HD800S dahi, yaklaşık 4 buçuk sene önce piyasaya sürülmüş bir kulaklık. HD800’e getirilen eleştiriler dikkate alınarak, bir nevi güncelleme olarak ortaya çıkan bu kulaklığın da aslında kendi kitlesini oluşturduğunu ve kült haline geldiğini söylemek mümkün. Bugün halen dünyanın en iyi full-size kafa üstü kulaklıklarından biri olan HD800S’i incelemeye başlayalım.
HD800S
Sennheiser HD800 teknik anlamda bugün hala çok çok yeterli hatta üst düzey bir performans veriyor olsa da, kulaklığın kaynak ve ekipman seçmesi, zaman zaman tizlerinin sivri ve fazla parlak olması gibi sorunları vardı. HD800 için uygun sistemi kurmanın zaman aldığı ve zahmetli olduğu söylenirdi hep. Kulaklığın oldukça analitik kaçan yapısı da işin içine eklenince herkes için olmayan bir kulaklık haline geldi.
HD800S ise, daha pürüzsüz bir deneyim sunmak adına özellikle alt frekans tepkisi geliştirilmiş ve HD800’ün meşhur 6 kHz parlamasının önüne geçen bir tuning’e sahip bir kulaklık. Bunu söylerken, elbette halen HD800’ü tercih edenlerin olduğunu da ifade edelim.
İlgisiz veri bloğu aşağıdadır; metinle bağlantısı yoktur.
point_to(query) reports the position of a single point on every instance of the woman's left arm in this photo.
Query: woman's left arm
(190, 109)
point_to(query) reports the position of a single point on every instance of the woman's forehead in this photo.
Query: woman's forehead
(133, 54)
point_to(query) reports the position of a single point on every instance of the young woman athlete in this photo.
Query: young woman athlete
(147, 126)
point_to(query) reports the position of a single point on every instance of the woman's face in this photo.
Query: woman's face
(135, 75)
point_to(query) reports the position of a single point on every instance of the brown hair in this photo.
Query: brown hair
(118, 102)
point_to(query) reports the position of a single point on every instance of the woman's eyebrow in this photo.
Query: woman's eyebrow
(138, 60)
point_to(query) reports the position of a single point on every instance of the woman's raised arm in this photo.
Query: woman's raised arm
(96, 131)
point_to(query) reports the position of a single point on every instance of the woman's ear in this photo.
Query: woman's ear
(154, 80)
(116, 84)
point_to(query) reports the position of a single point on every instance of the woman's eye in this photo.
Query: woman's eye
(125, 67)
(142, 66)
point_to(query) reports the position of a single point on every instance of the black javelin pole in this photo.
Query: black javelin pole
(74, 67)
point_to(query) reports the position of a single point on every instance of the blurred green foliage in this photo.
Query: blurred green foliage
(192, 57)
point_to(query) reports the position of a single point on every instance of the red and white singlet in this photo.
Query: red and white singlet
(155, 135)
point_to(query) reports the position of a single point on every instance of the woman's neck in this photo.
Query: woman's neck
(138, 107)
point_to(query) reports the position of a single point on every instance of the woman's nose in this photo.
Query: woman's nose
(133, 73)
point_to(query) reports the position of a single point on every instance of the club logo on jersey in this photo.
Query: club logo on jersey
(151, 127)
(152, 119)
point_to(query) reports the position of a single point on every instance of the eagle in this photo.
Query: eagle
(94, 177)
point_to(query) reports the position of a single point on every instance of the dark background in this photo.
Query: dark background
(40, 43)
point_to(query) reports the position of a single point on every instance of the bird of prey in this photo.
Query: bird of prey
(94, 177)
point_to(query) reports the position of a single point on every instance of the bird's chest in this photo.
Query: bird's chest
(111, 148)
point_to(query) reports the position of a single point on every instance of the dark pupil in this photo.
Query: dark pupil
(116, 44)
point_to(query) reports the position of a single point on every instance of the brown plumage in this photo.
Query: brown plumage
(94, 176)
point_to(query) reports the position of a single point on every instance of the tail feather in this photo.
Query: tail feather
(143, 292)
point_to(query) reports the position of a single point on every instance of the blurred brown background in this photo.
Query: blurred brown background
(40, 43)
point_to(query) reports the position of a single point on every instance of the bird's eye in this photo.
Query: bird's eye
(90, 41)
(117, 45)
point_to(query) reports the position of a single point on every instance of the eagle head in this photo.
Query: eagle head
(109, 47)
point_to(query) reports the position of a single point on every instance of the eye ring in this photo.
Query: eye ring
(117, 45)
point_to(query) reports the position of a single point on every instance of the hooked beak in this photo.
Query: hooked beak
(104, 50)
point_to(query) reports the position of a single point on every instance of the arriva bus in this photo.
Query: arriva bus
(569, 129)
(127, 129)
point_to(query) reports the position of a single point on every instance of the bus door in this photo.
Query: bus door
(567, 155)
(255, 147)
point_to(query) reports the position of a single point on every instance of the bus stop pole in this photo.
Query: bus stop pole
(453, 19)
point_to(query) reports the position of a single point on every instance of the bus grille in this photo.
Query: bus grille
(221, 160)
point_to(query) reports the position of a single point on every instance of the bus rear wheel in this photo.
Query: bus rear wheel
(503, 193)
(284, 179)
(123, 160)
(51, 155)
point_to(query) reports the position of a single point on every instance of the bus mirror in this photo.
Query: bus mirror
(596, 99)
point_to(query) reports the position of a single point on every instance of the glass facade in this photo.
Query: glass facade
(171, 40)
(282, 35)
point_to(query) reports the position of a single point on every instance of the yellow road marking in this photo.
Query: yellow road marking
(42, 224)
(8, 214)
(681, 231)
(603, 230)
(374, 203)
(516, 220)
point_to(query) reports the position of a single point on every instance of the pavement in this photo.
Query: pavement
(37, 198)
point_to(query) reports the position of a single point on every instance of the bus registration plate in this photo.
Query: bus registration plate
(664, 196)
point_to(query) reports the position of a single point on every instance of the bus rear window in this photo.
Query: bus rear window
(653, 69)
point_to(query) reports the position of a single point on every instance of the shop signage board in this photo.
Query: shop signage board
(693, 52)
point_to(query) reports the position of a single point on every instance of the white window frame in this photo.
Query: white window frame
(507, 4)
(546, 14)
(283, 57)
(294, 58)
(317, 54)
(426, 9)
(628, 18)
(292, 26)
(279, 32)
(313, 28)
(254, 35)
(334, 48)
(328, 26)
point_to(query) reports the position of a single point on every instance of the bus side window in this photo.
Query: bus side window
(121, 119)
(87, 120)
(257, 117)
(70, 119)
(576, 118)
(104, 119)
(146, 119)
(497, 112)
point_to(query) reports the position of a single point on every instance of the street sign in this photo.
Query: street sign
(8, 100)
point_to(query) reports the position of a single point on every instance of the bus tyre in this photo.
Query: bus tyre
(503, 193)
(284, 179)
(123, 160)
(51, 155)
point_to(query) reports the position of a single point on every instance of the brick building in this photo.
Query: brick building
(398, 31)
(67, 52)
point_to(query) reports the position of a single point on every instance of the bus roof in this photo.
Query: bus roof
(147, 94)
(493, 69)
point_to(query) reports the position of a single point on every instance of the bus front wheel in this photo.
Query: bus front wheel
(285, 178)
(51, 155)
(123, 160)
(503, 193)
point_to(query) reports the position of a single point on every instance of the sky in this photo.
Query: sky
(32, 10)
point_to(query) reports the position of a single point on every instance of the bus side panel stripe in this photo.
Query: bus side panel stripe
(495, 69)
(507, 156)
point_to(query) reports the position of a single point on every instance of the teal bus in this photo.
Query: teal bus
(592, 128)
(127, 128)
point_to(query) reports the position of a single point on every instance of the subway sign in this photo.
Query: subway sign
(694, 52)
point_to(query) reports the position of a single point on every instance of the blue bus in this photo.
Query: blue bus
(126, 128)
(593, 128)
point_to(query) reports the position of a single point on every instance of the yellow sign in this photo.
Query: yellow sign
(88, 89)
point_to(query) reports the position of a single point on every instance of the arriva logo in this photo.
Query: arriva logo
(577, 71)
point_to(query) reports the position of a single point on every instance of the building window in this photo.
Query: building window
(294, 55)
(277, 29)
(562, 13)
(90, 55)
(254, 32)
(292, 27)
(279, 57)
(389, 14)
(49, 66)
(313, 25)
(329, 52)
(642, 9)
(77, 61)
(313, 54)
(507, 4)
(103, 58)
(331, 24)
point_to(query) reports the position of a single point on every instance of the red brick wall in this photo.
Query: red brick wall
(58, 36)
Özellikle oldukça üst düzey lambalı amfi kullanıcıları orijinal HD800’den oldukça memnunlar.
Yakın zamanda HD800’ün bir özel versiyonu da piyasaya çıktı bu arada. Limitli sayıda üretilen bu seri orijinal HD800’ün altın renge boyanmış hali ve özel bir seri numarası taşıyor. Kısacası, HD800‘ün namı hala yürüyor diyebiliriz.
Paket
Sennheiser paketlemeyi pek değiştiren bir firma değil. Dolayısıyla aslında HD800S, 2009’da çıkan düz versiyonla aynı kutuya sahip. Değişen tek bir şey var o da 2. kablonun Pentaconn 4.4mm jaka sahip olması. Bu da piyasadaki yeni trendlere uyum sağlandığını gösteriyor. Klasik kablo da her zamanki gibi 6.3mm jakla geliyor.
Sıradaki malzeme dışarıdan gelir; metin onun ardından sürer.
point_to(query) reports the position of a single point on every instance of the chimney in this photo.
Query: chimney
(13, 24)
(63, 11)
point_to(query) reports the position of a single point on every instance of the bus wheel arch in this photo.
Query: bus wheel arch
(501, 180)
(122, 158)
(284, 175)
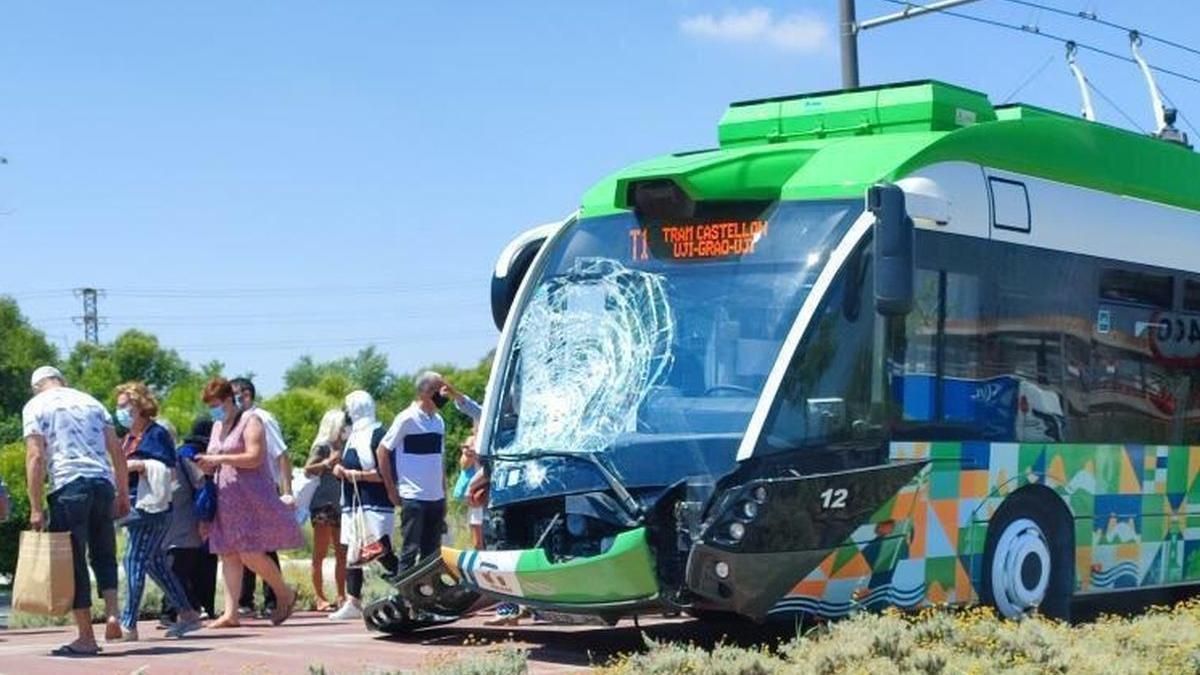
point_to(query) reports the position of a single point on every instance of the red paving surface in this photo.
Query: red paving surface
(342, 647)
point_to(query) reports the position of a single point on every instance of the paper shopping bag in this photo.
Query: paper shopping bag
(45, 581)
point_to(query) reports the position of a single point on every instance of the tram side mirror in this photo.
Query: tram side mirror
(513, 266)
(893, 257)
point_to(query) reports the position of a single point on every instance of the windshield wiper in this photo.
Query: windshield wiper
(630, 505)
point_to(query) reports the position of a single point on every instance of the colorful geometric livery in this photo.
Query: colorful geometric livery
(1135, 512)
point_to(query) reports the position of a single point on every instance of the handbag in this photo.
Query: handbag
(204, 501)
(462, 483)
(363, 547)
(45, 581)
(204, 490)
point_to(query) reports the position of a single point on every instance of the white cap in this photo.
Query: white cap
(43, 372)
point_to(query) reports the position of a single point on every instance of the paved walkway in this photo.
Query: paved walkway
(342, 647)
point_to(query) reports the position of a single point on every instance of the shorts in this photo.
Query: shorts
(328, 514)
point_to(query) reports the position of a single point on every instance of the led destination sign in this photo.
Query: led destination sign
(697, 240)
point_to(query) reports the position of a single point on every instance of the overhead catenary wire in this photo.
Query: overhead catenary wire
(1114, 105)
(1031, 77)
(1090, 16)
(261, 292)
(1039, 33)
(1179, 112)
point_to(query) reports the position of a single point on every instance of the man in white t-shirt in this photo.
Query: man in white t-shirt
(411, 455)
(244, 396)
(70, 440)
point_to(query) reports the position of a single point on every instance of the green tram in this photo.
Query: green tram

Bunun haricinde oldukça büyük ve kapsamlı bir kullanım kılavuzu ile beraber kulaklığın kendisi tüm ihtişamıyla kutuda yatmakta. Sennheiser’ın orta-üst düzey kulaklıklarını denemiş/almış olanlar bu kutuların çok kaliteli olduğunu da bilirler sanıyorum. Kutunun güzel tarafı aynı zamanda çok iyi bir saklama kutusu yerine de geçiyor olması. Bu açıdan çok sağlam, basit ama etkili bir paketleme olduğunu söylemek mümkün.
Dizayn / Yapı Kalitesi
Tıpkı HD660S’te olduğu gibi Sennheiser burada da “sorun yoksa düzeltmeye çalışma” mantalitesini uygulamış. Ve yine tıpkı HD660S’te yaptığı gibi kulaklığı siyah renge boyamış. Kulaklığın orijinal tasarımı da zaten oldukça fütüristik ve etkileyiciydi. Bana sorarsanız siyah renk bu tasarımı daha da havalı ve göze hitap eden bir hale büründürmüş.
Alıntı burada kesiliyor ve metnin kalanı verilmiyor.